Das klingt schwarz, ist aber schwärzer. Arronofsky nimmt diese Episoden, schneidet sie zusammen, jagt sie durch einen cienastischen Strudel dem dunklen Untergang entgegen, und er macht das ganz virtuos. Er verwendet schnelle Schnitte, was in den meisten Filmen nerven mag, hier aber durchaus Sinn macht: Das Erwärmen des Heroins, der Schuss in den Oberarm, der Griff zur Fernbedienung, alles ist ritualisiert, funktioniert mechanisch. Er verwendet Split-Screens, um Distanzen herauszukristallisieren. Er verwendet Zeitraffer, verfremdete Soundeffekte, Handkamera und visualisiert gekonnt Trugbilder und Wahnvorstellungen. Er verwendet eine neue Kameratechnik, indem er seinen Schauspielern eine Steady-Cam auf die Brust bindet und sie sich selber filmen lässt. Das erzeugt eine sehr surreale subjektive Sicht auf die Protagonisten.

Neben der Kamera und dem Schnitt sollte auch noch der Soundtrack vom Kronos-Quartett erwähnt werden - die Streicherklänge legen eine ganz eigene Atmosphäre unter die Bilder. Und natürlich die Schauspieler, die allesamt eher aus der B-Liga kommen, hier allerdings spielen, als ob es um ihr Leben ginge. Jennifer Connelly hätte für diesen Film den Oscar verdient, nicht für "A beautiful mind". Jared Leto und Marlon Wayans spielen sehr gut. Aber besonders erwähnt werden muss Ellen Burstyn als Sara Goldfarb, die hier völlig aufs Ganze geht, bis zur völligen Erschöpfung spielt und völlig in ihrer Rolle aufgeht - dabei zeigt sie einen Mut zur Hässlichkeit, der in Hollywood Seltenheitswert hat. Sie war für diese Rolle völlig zu Recht für den Oscar nominiert, hat den Glatzkopf aber Julia Roberts überlassen müssen. Julia Roberts! Das muss man sich mal vorstellen. Ich kann die Academy nicht mehr ernstnehmen.

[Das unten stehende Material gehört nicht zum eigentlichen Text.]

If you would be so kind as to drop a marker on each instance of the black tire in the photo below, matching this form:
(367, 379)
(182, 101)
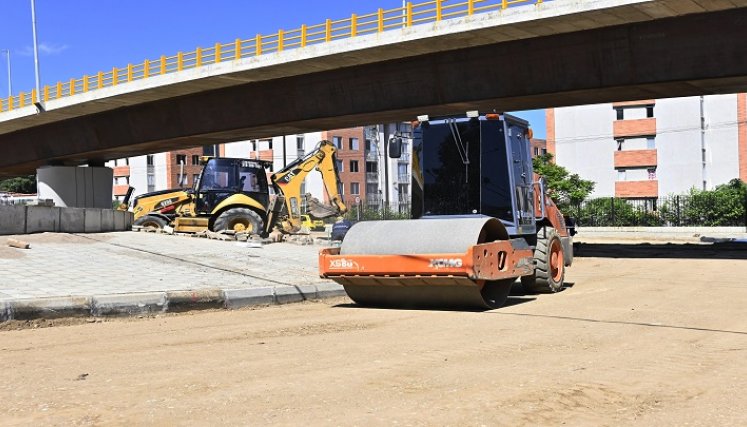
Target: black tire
(548, 277)
(153, 221)
(239, 220)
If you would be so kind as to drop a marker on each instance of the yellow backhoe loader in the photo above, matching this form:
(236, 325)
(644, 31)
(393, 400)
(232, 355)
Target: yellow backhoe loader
(233, 194)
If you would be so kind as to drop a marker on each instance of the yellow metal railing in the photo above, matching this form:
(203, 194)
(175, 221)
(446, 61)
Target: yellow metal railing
(331, 30)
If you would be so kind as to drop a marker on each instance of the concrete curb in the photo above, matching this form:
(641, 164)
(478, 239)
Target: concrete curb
(134, 304)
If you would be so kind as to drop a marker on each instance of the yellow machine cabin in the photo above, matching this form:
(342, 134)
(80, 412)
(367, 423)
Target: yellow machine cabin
(234, 194)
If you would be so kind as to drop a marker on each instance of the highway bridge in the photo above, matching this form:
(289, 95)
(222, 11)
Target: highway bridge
(440, 56)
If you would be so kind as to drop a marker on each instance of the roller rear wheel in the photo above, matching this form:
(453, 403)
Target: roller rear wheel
(549, 274)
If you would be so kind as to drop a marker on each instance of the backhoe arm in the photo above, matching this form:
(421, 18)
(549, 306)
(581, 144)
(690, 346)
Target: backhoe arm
(288, 183)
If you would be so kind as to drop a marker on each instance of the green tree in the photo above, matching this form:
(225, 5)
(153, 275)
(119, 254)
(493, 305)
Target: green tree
(562, 186)
(20, 184)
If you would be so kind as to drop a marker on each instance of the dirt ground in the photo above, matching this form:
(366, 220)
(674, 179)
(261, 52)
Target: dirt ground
(634, 341)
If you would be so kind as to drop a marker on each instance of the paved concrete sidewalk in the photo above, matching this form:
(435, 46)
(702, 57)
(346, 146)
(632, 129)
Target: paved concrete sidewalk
(134, 273)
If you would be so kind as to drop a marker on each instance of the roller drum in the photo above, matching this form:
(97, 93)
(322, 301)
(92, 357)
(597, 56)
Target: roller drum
(423, 236)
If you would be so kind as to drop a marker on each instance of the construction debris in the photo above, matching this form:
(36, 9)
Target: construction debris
(20, 244)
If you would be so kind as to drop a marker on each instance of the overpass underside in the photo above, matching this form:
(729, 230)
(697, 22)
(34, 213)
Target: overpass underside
(695, 54)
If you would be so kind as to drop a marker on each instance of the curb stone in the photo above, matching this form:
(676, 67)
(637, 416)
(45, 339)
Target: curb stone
(159, 302)
(49, 307)
(237, 298)
(129, 304)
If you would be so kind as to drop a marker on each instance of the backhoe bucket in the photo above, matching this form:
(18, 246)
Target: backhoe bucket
(319, 210)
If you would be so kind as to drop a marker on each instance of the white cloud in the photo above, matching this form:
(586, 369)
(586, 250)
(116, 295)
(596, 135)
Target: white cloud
(44, 49)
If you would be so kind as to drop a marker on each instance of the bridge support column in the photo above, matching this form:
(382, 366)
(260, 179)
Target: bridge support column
(78, 187)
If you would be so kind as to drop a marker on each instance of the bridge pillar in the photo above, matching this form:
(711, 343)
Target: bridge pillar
(76, 187)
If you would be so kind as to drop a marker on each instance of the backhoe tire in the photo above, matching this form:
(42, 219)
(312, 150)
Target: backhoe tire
(242, 220)
(151, 221)
(549, 273)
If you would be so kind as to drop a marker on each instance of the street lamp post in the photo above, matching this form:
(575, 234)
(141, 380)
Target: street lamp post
(10, 81)
(36, 51)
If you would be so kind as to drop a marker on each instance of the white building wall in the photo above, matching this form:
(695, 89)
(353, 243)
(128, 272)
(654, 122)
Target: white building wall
(722, 139)
(584, 144)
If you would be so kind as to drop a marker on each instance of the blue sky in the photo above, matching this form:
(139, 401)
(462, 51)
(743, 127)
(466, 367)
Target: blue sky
(86, 36)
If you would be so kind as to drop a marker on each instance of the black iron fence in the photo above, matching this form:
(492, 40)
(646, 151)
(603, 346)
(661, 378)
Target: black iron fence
(699, 210)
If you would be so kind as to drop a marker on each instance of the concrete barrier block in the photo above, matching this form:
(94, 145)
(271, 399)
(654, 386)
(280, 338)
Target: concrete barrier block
(194, 299)
(41, 219)
(287, 294)
(12, 220)
(107, 220)
(50, 307)
(237, 298)
(329, 290)
(72, 220)
(129, 219)
(129, 304)
(93, 220)
(120, 222)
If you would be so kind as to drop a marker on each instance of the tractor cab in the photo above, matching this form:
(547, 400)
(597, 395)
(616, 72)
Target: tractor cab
(224, 177)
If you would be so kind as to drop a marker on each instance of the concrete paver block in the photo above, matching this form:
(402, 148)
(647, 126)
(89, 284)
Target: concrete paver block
(107, 220)
(237, 298)
(40, 219)
(72, 220)
(12, 219)
(120, 221)
(287, 294)
(93, 220)
(329, 290)
(129, 304)
(194, 299)
(50, 307)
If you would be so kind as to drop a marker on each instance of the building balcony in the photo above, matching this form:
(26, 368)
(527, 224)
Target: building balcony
(120, 190)
(122, 170)
(637, 189)
(633, 128)
(635, 159)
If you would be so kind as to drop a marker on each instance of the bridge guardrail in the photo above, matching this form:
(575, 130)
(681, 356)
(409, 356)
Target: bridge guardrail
(331, 30)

Nachdem man "Requiem for a dream" gesehen hat, sollte man sich unbedingt einen fröhlichen Film vornehmen, sozusagen als Antipode, damit man schnell daran erinnert wird, dass das Leben auch hübsche Seiten hat. Heidi fällt mir ein. Oder "Die fabelhafte Welt der Amelie". "Requiem for a dream" will verstören. Ich kenne keinen Film, der das so gut schafft.

Ach ja:
Darren Aronofsky ist in New York aufgewachsen, hat dort meines Wissens eine recht normale Kindheit gehabt, ab und zu U-Bahnen besprüht, später in Harvard studiert, nichts Besonderes also. Auf seine Kurzfilme sind ein paar Leute aufmerksam geworden, die ihm den ersten Spielfilm ermöglicht haben: PI - eine spottbillige Independent-Produktion, die gerade mal 60.000 Dollar gekostet hat, die aber mehrere Preise gewann, so unter anderem den Regie-Preis des Sundance-Filmfestivals. Über PI kann ich leider nicht sonderlich viel erzählen, er steht bei mir immer noch auf der Liste der Muss-ich-unbedingt-sehen-Filme.